あるきっかけで、あるダウンロード違法化反対家の人の、自宅のものと思われるIPアドレスを知ってしまった。知ることができたのは、2007年と2008 年のいくつかのある日におけるIPアドレスである。そのIPアドレスを手元のWinnyノード観測システムの接続ログと突き合わせてみたところ、5回の日時において、WinnyノードのIPアドレスとして観測されていたのを見つけた。

(中略)

もっともこれは、児童ポルノ流通の実態調査のためにダウンロードしたものなのかもしれないので、自己の性的好奇心を満たす目的で繰り返し取得したものなのかどうかはわからない。ただ、調査の目的でシリーズをコンプする必要があるのか疑問に思う。たとえダウンロードが現行法で合法であるとしても、通常の Winny(やWinnyp)でダウンロードすると、いくらかの確率で中継ノードからのダウンロードとなり、そのノードに複製を作ることになる。そのことにいくらか違法性があるかもしれないし、そうでないとしても倫理的によろしくない行為だと思う。

(中略)

この追跡したIPアドレスが本当にその人のものなのか、念のため、各IPアドレス(とその時刻)をWikipediaの編集履歴と突き合わせてみたところ、ある著作権関連のエントリに自分自身のことを書き加えた履歴があった。

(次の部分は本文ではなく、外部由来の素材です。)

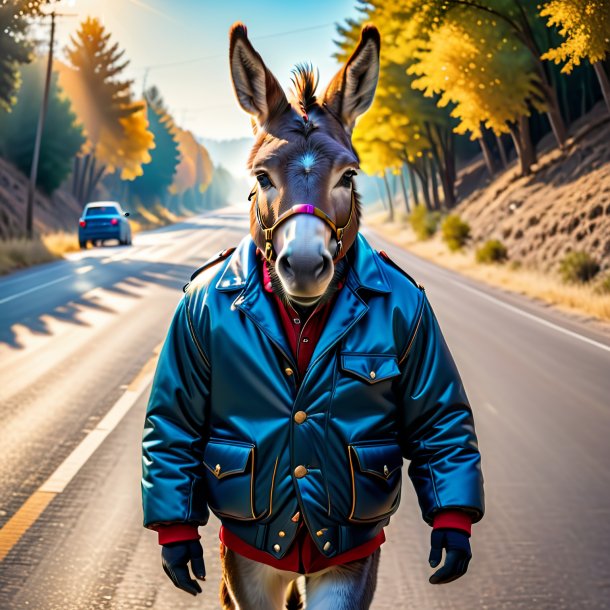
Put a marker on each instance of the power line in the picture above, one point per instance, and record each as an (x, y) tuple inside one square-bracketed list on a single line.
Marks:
[(223, 55)]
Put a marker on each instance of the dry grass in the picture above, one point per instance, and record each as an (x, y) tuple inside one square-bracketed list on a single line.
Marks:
[(18, 253), (579, 299)]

正直、私は、ここ数年、まさかダウンロード違法化反対家の人が未だにこういう状態だというのは、ちょっと思いもよらなかった。

ダウンロード違法化に対して様々な弊害が挙げられたり、児童ポルノ単純所持処罰化に対して冤罪の恐怖が語られたりするけども、実際困るのはこういうことだからじゃないのか。

私が心配なのは、Winnyにも児童ポルノにも興味のない人々まで、一緒になって反対の声を強めていることだ。特に驚いたのは、7月12日の日記「Winnyによる児童ポルノ流通の実態と児童ポルノ法改正の方向性」を書いたときに、ものすごい勢いで、「児童ポルノなんて存在しない」というヒステリックな反応が出てきたことだった。つまり、児童ポルノ所持とは無縁な人達が、児童ポルノ法の冤罪を本気で怖がって、反対派が作ったまとめサイトの記述を鵜呑みにしてか、「日本には児童ポルノなんかほとんど存在しない」と信じ込まされている様子だった。*9

こんなことでよいのだろうか。ダウンロードしたいから反対する、児童ポルノを持ち続けたいから反対するのであれば、正直にそれを明かした上で意見を述べるべきではないだろうか。